Chief executive Benny Higgins said some current accounts were subjected to “online criminal activity” over the weekend, with “some cases” resulting in money being withdrawn fraudulently.
The bank was earlier forced to block some customers’ cards after “suspicious activity” was detected in its fraud prevention system.
While online transactions are affected on Monday, chip and pin and ATM services should be operating as normal.
Mr Higgins said: “Tesco Bank can confirm that, over the weekend, some of its customer current accounts have been subject to online criminal activity, in some cases resulting in money being withdrawn fraudulently.
“We apologise for the worry and inconvenience that this has caused for customers, and can only stress that we are taking every step to protect our customers’ accounts.”
He also sought to reassure customers that Tesco Bank will “ensure they do not lose out financially” and accounts will be refunded “as soon as possible”.
The bank is working with authorities and regulators to address the circumstances surrounding the security breach, Press Association reported.
Thousands of accounts were reportedly affected after apparent fraudsters targeted the bank’s clients, with customers taking to social media to alert the bank.

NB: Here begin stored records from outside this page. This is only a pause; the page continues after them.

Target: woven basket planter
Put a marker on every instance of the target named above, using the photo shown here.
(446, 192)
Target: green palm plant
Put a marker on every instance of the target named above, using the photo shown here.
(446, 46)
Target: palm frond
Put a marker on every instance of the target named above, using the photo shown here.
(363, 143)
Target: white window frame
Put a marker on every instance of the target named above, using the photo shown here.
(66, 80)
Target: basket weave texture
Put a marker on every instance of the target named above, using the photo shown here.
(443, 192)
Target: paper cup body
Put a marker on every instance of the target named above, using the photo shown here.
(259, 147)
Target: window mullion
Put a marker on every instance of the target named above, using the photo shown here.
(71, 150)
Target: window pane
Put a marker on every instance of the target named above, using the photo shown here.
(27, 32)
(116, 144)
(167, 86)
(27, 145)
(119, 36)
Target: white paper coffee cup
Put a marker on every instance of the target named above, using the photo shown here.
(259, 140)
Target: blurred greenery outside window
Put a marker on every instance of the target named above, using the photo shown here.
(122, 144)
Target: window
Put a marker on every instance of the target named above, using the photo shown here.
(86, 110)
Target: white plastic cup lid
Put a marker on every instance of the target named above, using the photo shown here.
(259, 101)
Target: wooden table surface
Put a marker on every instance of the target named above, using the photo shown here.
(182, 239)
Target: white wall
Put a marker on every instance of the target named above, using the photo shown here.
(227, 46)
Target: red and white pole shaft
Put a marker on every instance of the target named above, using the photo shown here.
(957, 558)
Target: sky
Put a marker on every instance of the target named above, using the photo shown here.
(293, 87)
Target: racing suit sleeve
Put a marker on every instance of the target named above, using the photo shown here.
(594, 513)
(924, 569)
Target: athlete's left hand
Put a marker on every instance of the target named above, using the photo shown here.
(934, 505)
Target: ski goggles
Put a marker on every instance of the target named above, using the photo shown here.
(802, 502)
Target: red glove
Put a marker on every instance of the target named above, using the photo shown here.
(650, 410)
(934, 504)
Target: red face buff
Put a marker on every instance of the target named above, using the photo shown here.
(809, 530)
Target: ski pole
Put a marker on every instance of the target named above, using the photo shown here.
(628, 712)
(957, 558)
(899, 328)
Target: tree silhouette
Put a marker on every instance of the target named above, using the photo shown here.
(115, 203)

One man tweeted his available balance had dropped by £700 without him making a transaction while another said the disruption had left her “unable to feed my kids in school tomorrow”.
Others complained about a lack of communication from the bank and hours spent on hold.
“We have been hacked, all money gone, no email or text! Appalling response from Tesco so far #nobodyanswering,” one tweeted.
Tesco Bank, which opened in 1997 and has been wholly owned by Tesco PLC since 2008, has 7.8 million customer accounts.